Bahn bringt Brücke für Tempo 110 in Schuss

"Tragflächen" werden die 137 Jahre alte Gewölbebrücke fit für Schnellzüge machen.

Von Mandy Schneider

Chemnitz - Vor fünf Jahren verpassten Ingenieure dem Bahrmühlenviadukt einen Betontunnel für die untendurch verlaufende Autobahn 4. Nach diesem statischen Husarenstück soll das denkmalgeschützte Bauwerk nun saniert werden - ein ebenso aufwendiges Vorhaben. „Tragflächen“ werden die 137 Jahre alte Gewölbebrücke fit für Schnellzüge machen.
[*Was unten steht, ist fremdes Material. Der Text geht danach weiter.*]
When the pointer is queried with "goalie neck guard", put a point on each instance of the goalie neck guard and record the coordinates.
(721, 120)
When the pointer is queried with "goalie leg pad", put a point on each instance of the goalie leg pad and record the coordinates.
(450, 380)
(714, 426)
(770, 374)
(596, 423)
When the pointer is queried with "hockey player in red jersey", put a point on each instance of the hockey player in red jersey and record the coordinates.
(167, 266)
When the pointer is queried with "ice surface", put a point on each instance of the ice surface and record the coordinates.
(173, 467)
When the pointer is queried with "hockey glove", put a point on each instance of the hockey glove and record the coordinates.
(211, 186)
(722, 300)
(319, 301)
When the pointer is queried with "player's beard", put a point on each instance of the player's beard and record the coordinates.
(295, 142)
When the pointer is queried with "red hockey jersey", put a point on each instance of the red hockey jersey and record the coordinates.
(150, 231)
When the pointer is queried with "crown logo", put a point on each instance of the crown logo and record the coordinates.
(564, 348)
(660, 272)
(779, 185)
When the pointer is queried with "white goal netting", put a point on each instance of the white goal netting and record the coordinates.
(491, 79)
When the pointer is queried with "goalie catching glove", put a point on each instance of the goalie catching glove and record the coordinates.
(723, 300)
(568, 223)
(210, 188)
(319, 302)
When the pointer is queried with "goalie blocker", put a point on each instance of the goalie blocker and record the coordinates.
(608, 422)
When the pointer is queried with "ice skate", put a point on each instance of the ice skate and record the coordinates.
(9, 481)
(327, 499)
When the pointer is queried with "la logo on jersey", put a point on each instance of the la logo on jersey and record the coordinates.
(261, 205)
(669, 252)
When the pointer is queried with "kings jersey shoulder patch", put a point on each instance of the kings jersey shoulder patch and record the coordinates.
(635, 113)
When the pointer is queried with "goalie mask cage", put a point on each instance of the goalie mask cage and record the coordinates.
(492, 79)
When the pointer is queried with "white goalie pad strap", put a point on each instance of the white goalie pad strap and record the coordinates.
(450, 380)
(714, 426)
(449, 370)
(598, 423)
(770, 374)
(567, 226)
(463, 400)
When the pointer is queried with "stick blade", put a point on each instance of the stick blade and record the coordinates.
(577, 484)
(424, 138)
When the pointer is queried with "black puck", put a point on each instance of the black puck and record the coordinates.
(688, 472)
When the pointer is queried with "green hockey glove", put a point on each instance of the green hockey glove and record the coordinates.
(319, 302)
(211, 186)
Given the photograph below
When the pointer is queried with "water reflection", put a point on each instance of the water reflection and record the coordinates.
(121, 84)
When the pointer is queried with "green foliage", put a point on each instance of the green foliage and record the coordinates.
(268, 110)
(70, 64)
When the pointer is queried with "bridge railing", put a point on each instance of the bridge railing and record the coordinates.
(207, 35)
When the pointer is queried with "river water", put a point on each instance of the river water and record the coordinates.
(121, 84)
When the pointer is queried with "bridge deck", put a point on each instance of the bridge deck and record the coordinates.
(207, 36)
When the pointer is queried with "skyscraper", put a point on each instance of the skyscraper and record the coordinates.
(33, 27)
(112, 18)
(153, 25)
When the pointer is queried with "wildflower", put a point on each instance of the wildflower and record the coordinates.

Bahnsprecherin Daniela Bahls (35): „Gegenwärtig fahren die Züge mit 50 Stundenkilometern über die Brücke. Nach der Sanierung sollen 90, mit Neigetechnik bis 110 Stundenkilometer möglich sein.“ Weil dafür neue Gleise verlegt werden, zwischen denen ein größerer Sicherheitsabstand erforderlich ist, wird die Brücke obendrauf über die Stützpfeiler hinaus verbreitert.

Die Bauarbeiten finden bei laufendem Bahnbetrieb statt. „Derzeit ist ein Gleis gesperrt, weil dort die Schotterschicht abgetragen wird. Trotzdem verkehren die Züge zwischen Leipzig und Chemnitz im Stundentakt“, so die Bahnsprecherin.

Außer dem Gleistragwerk wird auch das Bruchsteinmauerwerk aus Serpentinit und Sandstein der 230 Meter langen Brücke saniert. Frau Bahls: „Insgesamt sind Kosten von 6,5 Millionen Euro eingeplant. Die Arbeiten dauern voraussichtlich bis Juni 2010."